We sat outside a cafe on the first warm evening of the year while Scotland was comprehensively filleted on a 10-foot screen inside. A mournful 50 year-old riot policeman told us he was probably going to lose his job since he had been caught too many times pissed on duty. A grim life, he said, but very well paid. He spends time stuck in barracks in places like Corsica waiting for chances to beat up those who trouble the state and there’s nothing to do but drink. You can’t hold on to a wife since you’re away too much for unlimited periods. Since he fell down some stairs and hurt himself in front of his commanding officer, he’s been suspended. His employment prospects were bleak. Everyone knew that you hung on till retirement because the benefits and pension were so good. An ex-CRS man must have sinned in some spectacular way and nobody would hire one.
A rat came to the bird table, a first. The mairie holds a crateload of poison and some this has been placed on top of the oil tank in the shed, which seems to be its route into our property. I don’t mind rats but others do.

Bollard

The Satnav threw a wobbly in the midst of a maze of narrow streets in Montauban. They were all one-way and there was no apparent reason which direction they should choose to go. So we followed a car that seemed to be going in the right direction. Mistake. A couple of hundred yards further and the road was barred by bollards, so was the next and the next.
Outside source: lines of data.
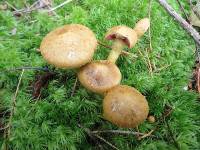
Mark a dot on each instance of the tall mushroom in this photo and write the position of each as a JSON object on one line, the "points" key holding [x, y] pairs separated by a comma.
{"points": [[100, 76], [70, 46], [124, 106]]}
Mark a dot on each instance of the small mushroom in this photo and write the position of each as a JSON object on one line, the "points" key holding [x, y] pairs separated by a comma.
{"points": [[70, 46], [100, 76], [125, 107]]}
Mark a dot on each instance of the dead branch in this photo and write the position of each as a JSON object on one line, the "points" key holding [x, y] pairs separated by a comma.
{"points": [[8, 127], [149, 14], [74, 87], [61, 5], [193, 33], [117, 132], [182, 9]]}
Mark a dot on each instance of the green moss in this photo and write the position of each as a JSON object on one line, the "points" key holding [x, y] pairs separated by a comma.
{"points": [[52, 122]]}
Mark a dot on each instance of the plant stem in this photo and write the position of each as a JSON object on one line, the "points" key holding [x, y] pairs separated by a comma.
{"points": [[117, 48], [193, 33]]}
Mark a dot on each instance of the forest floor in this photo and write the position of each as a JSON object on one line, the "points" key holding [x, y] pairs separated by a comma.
{"points": [[49, 113]]}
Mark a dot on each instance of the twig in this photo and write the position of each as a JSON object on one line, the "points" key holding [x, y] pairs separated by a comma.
{"points": [[149, 63], [182, 9], [118, 132], [74, 87], [7, 132], [102, 139], [193, 33], [11, 6], [122, 53], [149, 14], [193, 9], [172, 136], [147, 134], [29, 68], [104, 45], [62, 4]]}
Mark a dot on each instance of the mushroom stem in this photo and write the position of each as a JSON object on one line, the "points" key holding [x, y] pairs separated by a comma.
{"points": [[117, 48]]}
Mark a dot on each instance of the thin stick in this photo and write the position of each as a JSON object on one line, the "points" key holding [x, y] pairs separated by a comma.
{"points": [[74, 87], [147, 134], [182, 9], [193, 33], [118, 132], [123, 52], [11, 6], [62, 4], [7, 132], [104, 45], [149, 13], [149, 63], [172, 136], [102, 139], [29, 68]]}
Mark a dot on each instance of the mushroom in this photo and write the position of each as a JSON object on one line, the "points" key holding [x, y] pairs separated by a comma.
{"points": [[69, 46], [100, 76], [125, 107]]}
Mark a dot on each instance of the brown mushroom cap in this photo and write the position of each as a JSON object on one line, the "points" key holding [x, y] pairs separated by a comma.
{"points": [[70, 46], [125, 106], [126, 34], [99, 76]]}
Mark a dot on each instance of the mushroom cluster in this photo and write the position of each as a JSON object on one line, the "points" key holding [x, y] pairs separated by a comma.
{"points": [[73, 46]]}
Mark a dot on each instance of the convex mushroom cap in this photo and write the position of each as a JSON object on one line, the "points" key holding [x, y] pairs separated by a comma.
{"points": [[70, 46], [125, 107], [99, 76]]}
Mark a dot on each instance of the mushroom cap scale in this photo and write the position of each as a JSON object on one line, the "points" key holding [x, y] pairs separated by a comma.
{"points": [[99, 76], [70, 46], [124, 106], [126, 34]]}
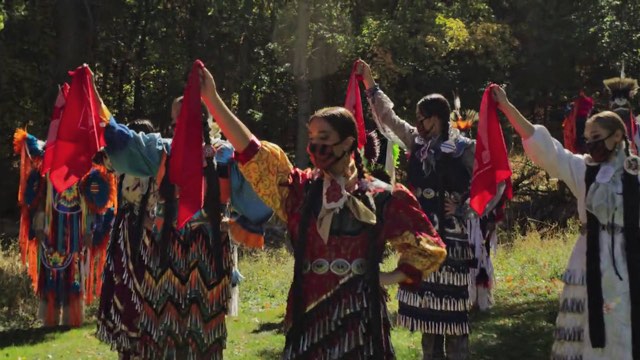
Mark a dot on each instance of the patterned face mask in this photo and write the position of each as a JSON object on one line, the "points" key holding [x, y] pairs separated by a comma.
{"points": [[598, 149], [323, 156]]}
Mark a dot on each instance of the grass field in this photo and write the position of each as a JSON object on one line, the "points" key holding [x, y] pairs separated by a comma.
{"points": [[518, 327]]}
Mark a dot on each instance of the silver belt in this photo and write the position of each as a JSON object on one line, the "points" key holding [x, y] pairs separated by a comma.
{"points": [[339, 267]]}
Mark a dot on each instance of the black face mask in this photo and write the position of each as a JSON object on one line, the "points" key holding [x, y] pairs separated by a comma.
{"points": [[322, 155], [598, 149]]}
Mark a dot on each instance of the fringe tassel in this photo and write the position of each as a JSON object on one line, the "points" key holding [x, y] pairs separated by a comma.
{"points": [[448, 276], [575, 334], [430, 301], [574, 277]]}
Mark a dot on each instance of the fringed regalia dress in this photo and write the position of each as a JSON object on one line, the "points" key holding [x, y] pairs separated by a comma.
{"points": [[598, 315], [437, 171], [185, 281], [336, 308], [121, 299]]}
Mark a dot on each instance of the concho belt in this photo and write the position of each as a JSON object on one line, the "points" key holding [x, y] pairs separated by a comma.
{"points": [[339, 267]]}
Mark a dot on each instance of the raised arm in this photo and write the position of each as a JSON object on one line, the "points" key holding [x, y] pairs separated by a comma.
{"points": [[388, 122], [411, 234], [136, 154], [265, 166], [236, 132], [543, 149]]}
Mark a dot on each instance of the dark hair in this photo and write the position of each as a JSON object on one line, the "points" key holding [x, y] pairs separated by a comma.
{"points": [[342, 121], [436, 105], [609, 121], [142, 125]]}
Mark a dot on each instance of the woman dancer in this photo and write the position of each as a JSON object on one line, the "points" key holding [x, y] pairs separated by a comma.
{"points": [[339, 219], [599, 313]]}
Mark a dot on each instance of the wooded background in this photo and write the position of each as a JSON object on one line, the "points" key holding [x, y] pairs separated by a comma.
{"points": [[276, 61]]}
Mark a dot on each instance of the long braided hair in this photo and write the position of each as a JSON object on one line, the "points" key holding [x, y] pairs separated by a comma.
{"points": [[343, 122], [611, 122], [145, 126]]}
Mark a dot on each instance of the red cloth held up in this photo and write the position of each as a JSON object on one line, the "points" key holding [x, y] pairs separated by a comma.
{"points": [[56, 116], [491, 165], [79, 134], [353, 103], [185, 164]]}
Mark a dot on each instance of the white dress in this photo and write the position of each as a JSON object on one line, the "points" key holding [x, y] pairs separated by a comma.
{"points": [[571, 337]]}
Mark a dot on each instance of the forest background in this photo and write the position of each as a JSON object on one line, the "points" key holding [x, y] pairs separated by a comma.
{"points": [[276, 61]]}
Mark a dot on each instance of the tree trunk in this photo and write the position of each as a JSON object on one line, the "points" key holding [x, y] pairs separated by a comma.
{"points": [[301, 51], [141, 53], [74, 29]]}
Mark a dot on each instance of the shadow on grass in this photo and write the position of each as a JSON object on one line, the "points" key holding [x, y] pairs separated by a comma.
{"points": [[18, 337], [514, 331], [276, 327], [270, 354]]}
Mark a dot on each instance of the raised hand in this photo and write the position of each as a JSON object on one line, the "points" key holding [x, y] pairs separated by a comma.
{"points": [[500, 96], [207, 83], [362, 68]]}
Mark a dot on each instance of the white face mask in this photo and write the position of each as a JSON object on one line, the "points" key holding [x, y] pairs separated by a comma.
{"points": [[620, 101]]}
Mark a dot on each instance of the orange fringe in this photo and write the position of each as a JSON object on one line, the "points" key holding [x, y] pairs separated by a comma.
{"points": [[113, 189], [75, 311], [28, 246], [244, 237], [51, 315], [33, 264], [19, 137], [97, 261]]}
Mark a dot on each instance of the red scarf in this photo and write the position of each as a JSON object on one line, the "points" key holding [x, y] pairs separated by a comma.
{"points": [[185, 164], [353, 103], [491, 165], [79, 134], [49, 146]]}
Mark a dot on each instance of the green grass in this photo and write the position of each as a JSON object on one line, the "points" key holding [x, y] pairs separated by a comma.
{"points": [[518, 327]]}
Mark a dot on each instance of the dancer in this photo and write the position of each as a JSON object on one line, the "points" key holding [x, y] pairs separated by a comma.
{"points": [[186, 281], [622, 89], [121, 298], [339, 219], [598, 318], [439, 174]]}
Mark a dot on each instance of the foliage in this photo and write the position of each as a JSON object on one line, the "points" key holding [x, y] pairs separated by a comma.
{"points": [[141, 52]]}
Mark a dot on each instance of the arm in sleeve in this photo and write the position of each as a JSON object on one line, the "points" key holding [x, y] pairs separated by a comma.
{"points": [[550, 155], [388, 122], [267, 169], [411, 234], [134, 154]]}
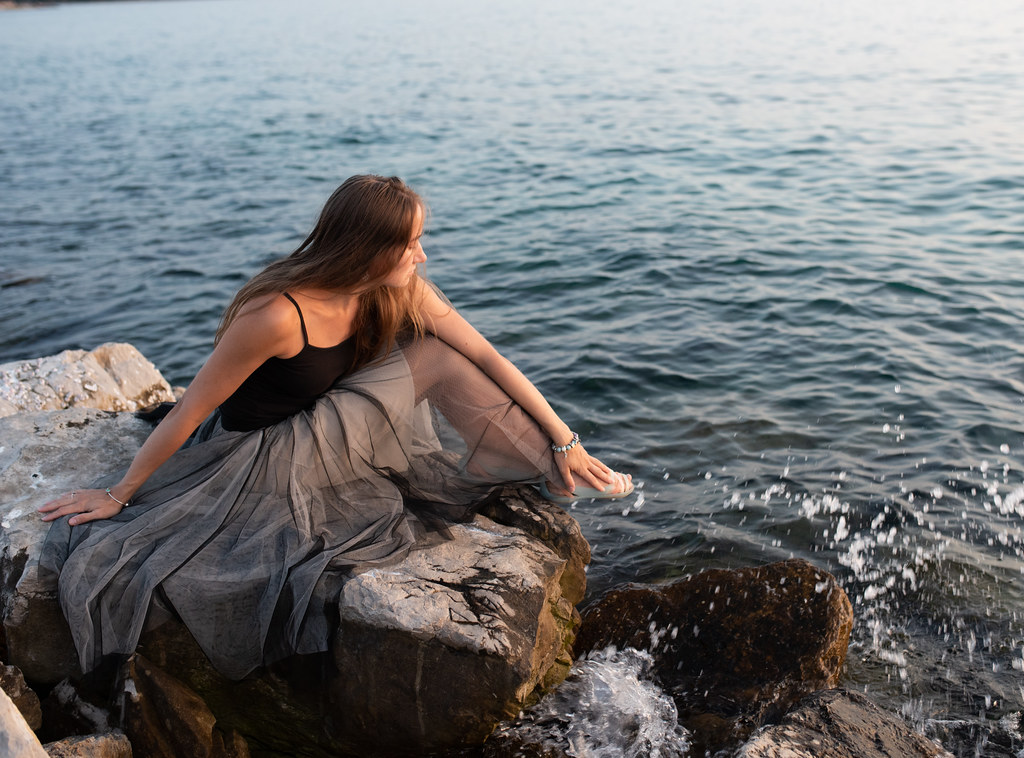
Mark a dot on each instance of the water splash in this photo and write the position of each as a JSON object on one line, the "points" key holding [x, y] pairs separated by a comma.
{"points": [[607, 708]]}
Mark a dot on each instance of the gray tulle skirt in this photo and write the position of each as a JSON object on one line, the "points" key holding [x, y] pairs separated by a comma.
{"points": [[242, 535]]}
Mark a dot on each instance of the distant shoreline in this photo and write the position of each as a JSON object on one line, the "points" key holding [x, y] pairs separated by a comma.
{"points": [[14, 5], [23, 4]]}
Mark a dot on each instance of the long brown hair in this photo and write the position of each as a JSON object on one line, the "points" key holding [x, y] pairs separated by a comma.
{"points": [[359, 238]]}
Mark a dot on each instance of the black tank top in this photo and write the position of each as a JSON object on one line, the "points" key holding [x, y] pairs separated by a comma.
{"points": [[282, 387]]}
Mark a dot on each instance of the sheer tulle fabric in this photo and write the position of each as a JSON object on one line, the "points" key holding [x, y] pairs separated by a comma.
{"points": [[244, 536]]}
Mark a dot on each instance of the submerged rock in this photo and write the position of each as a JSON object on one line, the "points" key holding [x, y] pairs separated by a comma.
{"points": [[837, 723], [736, 648], [16, 739], [431, 653], [165, 719], [108, 745]]}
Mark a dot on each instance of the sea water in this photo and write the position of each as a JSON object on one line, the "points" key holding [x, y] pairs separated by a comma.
{"points": [[765, 256]]}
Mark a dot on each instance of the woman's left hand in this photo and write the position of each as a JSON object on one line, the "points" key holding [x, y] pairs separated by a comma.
{"points": [[86, 505]]}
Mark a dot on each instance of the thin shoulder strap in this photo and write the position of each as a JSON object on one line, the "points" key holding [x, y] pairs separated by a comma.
{"points": [[302, 322]]}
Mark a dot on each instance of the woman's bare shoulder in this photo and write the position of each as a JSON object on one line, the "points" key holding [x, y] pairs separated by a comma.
{"points": [[273, 317]]}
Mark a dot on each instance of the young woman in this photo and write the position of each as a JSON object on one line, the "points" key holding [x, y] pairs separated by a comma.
{"points": [[345, 405]]}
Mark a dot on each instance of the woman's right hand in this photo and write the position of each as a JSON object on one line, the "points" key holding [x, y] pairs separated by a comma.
{"points": [[82, 505]]}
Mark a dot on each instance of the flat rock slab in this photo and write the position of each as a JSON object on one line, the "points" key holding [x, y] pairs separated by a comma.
{"points": [[838, 723], [113, 377], [43, 455]]}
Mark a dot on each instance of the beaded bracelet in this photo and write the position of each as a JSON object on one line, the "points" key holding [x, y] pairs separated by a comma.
{"points": [[564, 449], [111, 496]]}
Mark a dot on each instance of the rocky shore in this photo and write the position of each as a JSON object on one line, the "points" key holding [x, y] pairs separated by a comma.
{"points": [[433, 656]]}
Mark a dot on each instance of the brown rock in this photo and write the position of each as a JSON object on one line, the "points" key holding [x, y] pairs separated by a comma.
{"points": [[25, 699], [735, 647], [111, 745], [166, 719], [837, 723]]}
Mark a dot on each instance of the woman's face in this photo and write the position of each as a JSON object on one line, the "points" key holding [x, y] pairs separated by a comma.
{"points": [[413, 256]]}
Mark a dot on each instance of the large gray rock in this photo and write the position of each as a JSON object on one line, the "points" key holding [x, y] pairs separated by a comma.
{"points": [[15, 737], [42, 455], [837, 723], [113, 377], [430, 653]]}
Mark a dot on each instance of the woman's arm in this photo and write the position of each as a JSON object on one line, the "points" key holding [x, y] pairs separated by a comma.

They were automatic bollards barring any but residents with the correct gizmo on their cars from accessing their compound and we had followed a resident, fortunately before the bollard thrust its way through the floor of the car. After a bit of hand wringing we found the woman we had followed and she did the business with her gizmo and set us free.
Spring has sprung, the grass doth grow and the grandson has begun work on putting up his garage/ workshop next door. His gallant copine is his navvy. It’s not too noisy so far but I can foresee a summer with a churning concrete mixer over the hedge. That assumes he’ll keep going and doesn’t damage himself. He was off games yesterday after he dropped a log on his foot.

Pizza

We have a meeting in late morning tomorrow to discuss this year’s village fete. About thirty locals will be there. The clan patriarch was round a couple of days ago to take our lunch orders, paid for by the surplus from last year. The choice was restricted to pizza, not my favourite, but mine should be seafood. I hope without whelks.
The matriarch is at that stage of life when she yo-yos in and out of hospital. She’s home at the moment. One of her sons told me that a cousin of hers had died a day or two ago and will be funeralised in the abbey at Moissac. He was a bit dodgy apparently but left a large litter. I asked how many cousins he had. He shrugged. His mother comes from several generations that all had a minimum of four children apiece, often with a variety of partners. This tradition has continued is still continued. His cousins will be counted by the hundred.
A string of 100+ cranes passed over yesterday heading north. They fly higher than geese and there are more of them in a skein. The noise, utterly different from geese is what makes you lift your head.